After getting the hang of Flask (I won’t go into the details of setting up a Flask app in this post, but you can find some great help here), I set up the main endpoint for my API: /port. I decided to take care of the URL parsing client-side, so the frontend would only be sending a set ID to my API. Since there wasn’t any data involved, the endpoint would handle a simple GET request from the frontend that would carry the set ID as a query param. I imported my Quizlet-to-Anki code (I call it ankiport-core) and passed the set ID param into it, and returned the generated file as a response. Here’s where I hit my first few roadblocks. First off, CORS. As I’m sure you know, CORS is a mechanism that tries to keep you safe from malicious stuff that comes from other servers other than the one where your code is running. As soon as I started testing the API, I ran into CORS complaints (btw, if you haven’t heard of it, Postman is the BEST tool for testing APIs). Thankfully, there’s a library called flask_cors that lets you fix your CORS issues with a simple line: CORS(app). Another issue I ran into was with deployment. I decided that since I was learning new technologies, I wouldn’t go with Azure for deployment (since I’d used it with my capstone project) and opted instead for Google Cloud. After doing some reading, I found that Google App Engine would let me deploy the API with a simple command and be really cheap, so I set up a Google App Engine project for my API and beamed the code up. I immediately got some errors however, and found that they came from my ankiport-core code, specifically from
write_to_file() , as you can imagine, takes a file and writes the Anki deck to that file. The problem is that Google App Engine apps are run on a read-only environment, so the write part of
write_to_file() wouldn’t really work on GAE. I could try to write to some Google Cloud storage of course, but I wanted to avoid provisioning a storage bucket for the app in order to avoid complicating my frontend code with strange requests, and also possibly having to pay for the storage. It seemed pointless to get a solution that had permanent storage for files that really only needed to be delivered and downloaded to the user’s computer. I needed a way to bypass writing the Anki deck to disk before sending it in the response, and simply hold it in memory until the API could beam it to the frontend. After some sleuthing, however, I found a lead in the genanki source.

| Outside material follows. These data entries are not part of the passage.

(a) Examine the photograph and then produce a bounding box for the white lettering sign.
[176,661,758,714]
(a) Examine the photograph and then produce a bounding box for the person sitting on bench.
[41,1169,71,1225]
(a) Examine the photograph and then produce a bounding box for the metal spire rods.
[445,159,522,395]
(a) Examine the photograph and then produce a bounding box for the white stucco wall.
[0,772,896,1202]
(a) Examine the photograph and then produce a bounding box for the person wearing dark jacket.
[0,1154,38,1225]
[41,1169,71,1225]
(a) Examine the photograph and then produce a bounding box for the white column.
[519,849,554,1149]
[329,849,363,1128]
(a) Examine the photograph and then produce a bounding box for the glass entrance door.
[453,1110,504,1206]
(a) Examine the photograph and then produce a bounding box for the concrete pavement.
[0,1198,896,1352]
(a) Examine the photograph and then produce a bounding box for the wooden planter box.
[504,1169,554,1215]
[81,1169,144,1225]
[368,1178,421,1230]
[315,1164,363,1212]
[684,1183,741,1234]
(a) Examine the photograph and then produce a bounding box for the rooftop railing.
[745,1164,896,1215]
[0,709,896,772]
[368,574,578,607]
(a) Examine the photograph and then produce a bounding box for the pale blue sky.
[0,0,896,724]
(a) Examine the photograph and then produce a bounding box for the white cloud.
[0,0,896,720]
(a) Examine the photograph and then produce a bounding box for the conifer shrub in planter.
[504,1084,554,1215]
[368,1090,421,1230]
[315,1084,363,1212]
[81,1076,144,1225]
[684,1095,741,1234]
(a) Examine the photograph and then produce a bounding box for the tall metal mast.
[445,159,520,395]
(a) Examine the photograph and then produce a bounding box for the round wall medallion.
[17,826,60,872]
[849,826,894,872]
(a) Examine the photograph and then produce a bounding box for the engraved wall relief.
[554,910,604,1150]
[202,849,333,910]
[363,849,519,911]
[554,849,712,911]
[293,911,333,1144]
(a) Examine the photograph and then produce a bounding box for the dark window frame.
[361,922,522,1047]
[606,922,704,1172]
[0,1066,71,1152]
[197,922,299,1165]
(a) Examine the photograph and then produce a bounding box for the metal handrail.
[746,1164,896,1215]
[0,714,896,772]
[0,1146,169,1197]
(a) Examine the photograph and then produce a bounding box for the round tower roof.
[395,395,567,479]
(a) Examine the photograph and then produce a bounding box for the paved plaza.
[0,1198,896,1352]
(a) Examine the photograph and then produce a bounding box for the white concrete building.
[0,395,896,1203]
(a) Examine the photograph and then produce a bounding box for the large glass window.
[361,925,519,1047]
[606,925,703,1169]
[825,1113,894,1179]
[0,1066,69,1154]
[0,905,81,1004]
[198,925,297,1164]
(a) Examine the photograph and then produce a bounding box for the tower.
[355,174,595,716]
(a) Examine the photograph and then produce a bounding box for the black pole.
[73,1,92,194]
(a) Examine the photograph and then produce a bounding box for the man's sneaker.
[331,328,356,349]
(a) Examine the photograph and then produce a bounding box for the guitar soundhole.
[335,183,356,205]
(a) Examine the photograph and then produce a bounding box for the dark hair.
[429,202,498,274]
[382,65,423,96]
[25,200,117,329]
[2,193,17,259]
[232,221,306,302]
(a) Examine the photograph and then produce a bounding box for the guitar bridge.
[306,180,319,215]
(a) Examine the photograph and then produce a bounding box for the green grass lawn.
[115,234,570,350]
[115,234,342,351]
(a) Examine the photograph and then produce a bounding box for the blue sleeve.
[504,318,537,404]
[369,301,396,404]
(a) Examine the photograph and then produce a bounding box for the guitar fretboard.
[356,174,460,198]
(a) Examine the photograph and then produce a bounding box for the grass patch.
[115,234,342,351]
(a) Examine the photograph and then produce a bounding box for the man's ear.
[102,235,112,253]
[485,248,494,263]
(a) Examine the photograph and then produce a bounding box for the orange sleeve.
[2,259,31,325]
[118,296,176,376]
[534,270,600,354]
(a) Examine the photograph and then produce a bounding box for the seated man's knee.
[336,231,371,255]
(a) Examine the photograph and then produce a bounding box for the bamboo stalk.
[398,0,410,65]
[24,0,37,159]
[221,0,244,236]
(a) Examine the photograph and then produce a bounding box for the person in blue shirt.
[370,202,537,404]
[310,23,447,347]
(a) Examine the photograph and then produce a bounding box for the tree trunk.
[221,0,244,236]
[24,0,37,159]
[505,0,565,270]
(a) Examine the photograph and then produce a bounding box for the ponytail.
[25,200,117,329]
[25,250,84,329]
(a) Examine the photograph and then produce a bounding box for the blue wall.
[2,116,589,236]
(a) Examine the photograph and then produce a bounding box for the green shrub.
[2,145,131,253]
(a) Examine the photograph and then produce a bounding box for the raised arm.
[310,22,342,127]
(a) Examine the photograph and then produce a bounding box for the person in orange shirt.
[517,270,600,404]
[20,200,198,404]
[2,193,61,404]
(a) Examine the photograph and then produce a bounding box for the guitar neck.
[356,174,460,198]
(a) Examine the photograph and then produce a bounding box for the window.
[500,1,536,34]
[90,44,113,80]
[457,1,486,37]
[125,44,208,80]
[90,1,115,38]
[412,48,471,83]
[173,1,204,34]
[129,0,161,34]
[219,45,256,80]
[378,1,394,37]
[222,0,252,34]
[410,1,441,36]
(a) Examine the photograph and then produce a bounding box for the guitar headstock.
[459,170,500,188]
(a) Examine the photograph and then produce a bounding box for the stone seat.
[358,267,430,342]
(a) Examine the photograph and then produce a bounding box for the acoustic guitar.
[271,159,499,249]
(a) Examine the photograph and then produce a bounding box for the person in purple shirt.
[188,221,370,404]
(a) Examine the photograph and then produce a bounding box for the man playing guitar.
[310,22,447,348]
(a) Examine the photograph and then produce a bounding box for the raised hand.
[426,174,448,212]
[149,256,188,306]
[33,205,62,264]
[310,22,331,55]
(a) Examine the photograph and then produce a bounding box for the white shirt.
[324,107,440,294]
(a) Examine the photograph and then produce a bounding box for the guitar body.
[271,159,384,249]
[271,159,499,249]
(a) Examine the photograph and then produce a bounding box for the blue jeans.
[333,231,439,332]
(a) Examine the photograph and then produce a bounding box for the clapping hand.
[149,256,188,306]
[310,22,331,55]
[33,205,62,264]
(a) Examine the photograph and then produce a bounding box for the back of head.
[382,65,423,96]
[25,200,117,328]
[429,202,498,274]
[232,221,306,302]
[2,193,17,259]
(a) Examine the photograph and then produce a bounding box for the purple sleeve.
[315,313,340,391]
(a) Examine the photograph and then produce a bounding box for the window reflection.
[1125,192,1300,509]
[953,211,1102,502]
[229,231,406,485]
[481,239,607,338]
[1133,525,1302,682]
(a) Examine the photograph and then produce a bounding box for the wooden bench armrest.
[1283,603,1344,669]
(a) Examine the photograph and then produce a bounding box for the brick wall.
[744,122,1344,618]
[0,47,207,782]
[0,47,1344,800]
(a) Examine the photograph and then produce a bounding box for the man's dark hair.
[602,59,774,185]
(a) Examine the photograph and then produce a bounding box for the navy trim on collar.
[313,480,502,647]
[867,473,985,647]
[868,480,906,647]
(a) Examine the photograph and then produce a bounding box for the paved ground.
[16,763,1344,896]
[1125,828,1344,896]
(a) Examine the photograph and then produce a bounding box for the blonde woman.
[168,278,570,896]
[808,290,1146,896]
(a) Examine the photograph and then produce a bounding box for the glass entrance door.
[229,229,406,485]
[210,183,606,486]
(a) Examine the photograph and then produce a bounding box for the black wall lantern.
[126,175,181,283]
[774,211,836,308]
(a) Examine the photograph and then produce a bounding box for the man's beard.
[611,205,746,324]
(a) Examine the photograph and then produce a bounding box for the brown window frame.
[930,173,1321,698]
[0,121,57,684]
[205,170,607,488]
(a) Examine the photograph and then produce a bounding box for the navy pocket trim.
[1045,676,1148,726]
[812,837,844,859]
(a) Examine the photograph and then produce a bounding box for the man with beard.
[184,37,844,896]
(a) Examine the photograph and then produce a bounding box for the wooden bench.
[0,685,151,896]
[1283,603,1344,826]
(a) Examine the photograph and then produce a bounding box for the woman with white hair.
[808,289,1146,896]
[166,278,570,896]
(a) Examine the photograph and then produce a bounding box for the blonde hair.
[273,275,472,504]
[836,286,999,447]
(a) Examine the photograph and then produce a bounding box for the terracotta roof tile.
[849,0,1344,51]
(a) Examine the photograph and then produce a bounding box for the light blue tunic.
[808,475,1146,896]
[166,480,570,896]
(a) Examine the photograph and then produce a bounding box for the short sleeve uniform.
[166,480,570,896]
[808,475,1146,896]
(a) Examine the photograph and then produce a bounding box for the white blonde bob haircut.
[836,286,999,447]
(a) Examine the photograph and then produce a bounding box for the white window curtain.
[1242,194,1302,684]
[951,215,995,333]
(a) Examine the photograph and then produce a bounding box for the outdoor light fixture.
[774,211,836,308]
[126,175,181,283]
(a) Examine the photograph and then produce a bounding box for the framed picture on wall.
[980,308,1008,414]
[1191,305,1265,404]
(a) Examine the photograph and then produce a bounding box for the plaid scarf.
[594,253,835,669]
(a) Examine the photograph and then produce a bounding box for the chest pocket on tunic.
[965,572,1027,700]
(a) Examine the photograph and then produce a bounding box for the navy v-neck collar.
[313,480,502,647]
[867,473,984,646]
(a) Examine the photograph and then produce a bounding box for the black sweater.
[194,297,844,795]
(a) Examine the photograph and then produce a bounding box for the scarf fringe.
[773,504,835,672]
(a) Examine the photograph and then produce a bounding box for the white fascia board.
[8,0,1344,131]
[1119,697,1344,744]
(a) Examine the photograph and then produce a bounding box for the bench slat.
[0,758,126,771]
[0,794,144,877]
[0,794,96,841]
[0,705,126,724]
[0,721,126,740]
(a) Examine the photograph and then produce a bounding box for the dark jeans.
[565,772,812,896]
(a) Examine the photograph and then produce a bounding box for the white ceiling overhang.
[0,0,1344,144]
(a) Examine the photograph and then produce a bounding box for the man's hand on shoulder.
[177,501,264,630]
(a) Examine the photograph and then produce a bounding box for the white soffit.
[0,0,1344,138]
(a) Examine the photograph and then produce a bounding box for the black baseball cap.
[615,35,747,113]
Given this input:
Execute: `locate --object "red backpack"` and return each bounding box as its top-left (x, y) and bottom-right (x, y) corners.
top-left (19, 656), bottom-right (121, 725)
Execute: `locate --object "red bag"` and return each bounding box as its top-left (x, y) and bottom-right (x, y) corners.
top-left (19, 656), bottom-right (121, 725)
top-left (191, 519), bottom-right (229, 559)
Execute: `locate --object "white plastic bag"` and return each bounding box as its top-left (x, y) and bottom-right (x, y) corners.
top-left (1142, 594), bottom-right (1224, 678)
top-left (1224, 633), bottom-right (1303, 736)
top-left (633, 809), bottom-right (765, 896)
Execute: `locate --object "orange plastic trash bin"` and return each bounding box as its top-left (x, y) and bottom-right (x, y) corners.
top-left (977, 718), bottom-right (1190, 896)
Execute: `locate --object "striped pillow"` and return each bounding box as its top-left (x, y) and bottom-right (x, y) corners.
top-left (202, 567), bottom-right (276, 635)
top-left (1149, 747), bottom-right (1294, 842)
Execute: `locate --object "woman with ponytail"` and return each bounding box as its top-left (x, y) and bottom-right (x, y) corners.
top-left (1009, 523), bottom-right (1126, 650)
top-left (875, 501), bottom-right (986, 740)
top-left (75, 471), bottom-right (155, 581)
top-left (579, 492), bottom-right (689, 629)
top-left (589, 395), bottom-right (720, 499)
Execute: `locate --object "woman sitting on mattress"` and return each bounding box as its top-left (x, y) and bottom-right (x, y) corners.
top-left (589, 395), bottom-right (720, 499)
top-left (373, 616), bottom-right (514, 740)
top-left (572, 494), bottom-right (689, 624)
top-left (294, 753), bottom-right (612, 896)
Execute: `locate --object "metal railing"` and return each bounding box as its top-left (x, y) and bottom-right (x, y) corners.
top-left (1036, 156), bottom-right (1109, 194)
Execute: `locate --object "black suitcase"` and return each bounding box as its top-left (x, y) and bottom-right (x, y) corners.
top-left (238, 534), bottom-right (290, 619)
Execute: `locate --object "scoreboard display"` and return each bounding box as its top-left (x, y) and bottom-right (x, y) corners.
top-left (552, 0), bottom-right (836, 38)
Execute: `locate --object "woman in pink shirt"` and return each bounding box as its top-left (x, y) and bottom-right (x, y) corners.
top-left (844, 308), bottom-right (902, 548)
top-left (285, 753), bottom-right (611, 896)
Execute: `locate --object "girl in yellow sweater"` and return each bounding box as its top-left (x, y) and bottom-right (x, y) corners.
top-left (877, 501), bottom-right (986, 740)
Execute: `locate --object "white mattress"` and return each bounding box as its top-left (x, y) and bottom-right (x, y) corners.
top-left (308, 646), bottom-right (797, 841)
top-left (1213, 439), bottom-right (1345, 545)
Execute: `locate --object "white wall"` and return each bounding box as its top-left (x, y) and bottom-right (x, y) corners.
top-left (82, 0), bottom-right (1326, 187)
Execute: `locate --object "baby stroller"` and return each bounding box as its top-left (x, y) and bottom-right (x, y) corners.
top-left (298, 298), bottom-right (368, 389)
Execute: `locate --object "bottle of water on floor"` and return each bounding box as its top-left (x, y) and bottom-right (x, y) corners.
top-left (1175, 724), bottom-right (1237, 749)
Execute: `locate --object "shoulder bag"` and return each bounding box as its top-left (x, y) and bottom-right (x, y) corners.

write_to_file() uses the zipfile module to create the Anki deck file. The zipfile docs let me know that the ZipFile(file) constructor used in the
write_to_file() method opened a new zipfile, “where file can be either a path to a file (a string) or a file-like object.” This piqued my interest, as I hadn’t heard of a file-like object before. After looking in the Python docs some more, I found that a file-like object included things like files (duh), but also BytesIO objects. For IO operations, BytesIO objects are treated as files open in binary mode, which was exactly what I needed – a way to keep the deck data in memory instead of on disk, plus it already expected data in binary format, which is what would be coming out of genanki. I wrote a new method that would use the BytesIO object instead of a filename:
def makeDeckBytes(self, deckName, notes): ''' Creates a deck with the given list of notes. Returns a BytesIO object containing all the binary data of the Anki deck. ''' my_deck = genanki.Deck(gen_id(), deckName) deck_bytes = io.BytesIO() for note in notes: my_deck.add_note(note) genanki.Package(my_deck).write_to_file(deck_bytes) return deck_bytes
It worked like a charm! I could now switch to using make_response() in my API code instead of send_from_directory() like I was previously when I wrote the file to disk. Easy breezy! This solution is more elegant, works on Google App Engine, and is (probably?) more performant since it’s not writing to disk.
After these problems, I didn’t have to change much until I added the custom styling feature. I’ll talk about how I implemented those changes, plus some small stuff related to response headers and downloading, in Backend, Pt. 2 – coming soon!